People fall forward into space primarily because forward is the direction of habit. Studio experience reveals that most of us have very little idea how to communicate with muscles to change our own habits of motion. Posture, balance, and coordination all suffer from inefficient, repetitive usage and poor alignment. The result is often painful, and even damaging to the places that allow movement: the joints. Knee, hip, back, and shoulder surgeries have become common at a much earlier life stage.

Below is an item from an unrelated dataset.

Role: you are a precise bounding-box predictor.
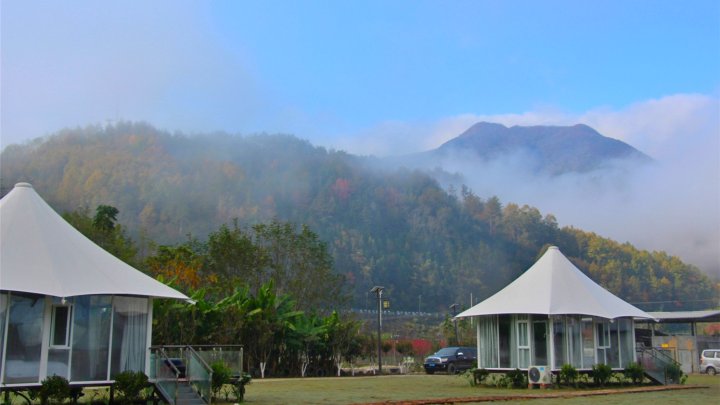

Walking postural alignment can be more easily understood and naturally improved if the focus is to reverse the motion. When forwards equals backwards, you own it.
Try this simple exercise:

• Walk five steps forward and five steps backward.
• Repeat it for about 3 minutes.

The only goal, especially in the beginning, is to do it until there is no perceptible shift forward or backward in the spine or the head when the direction changes. Walking backwards helps the body to remember hip extension, and spinal length; that means people can easily and accurately stand up taller when they walk backward. Over time, this exercise calls attention, via cueing from the teacher or a partner, to the depth and ease of the breath, the placement of the feet, the swing (or immobility) of the arms, the movement of the shoulder blades, and finally, the carriage of the head.

How does it accomplish all that? The exercise invites the brain to compare sensations to direct the learning. This is the simple rule of the mind to foster the connection necessary for the development of coordination. The part of the brain that develops physical dexterity does not learn from words alone. It learns from comparing sensation and accurate directions (brain bridges) about the sensations, rather than external judgments or corrections that often fail to center attention on the feel of the body in motion.

The role of the teacher is to engage and inspire the student to investigate this aspect of equal and opposite as it applies to their body. This develops remarkably precise individual self-correction by connecting personal awareness to physical sensation. Demonstration to inspire or create a working example is useful so long as the mindset remains on individual improvements and abilities.

Effective teaching of balance and coordination shapes the thoughts to focus inside, and learn from what is felt. The application to life is graceful self-carriage evidenced by the ability to accurately respond in the transition from one physical challenge to another.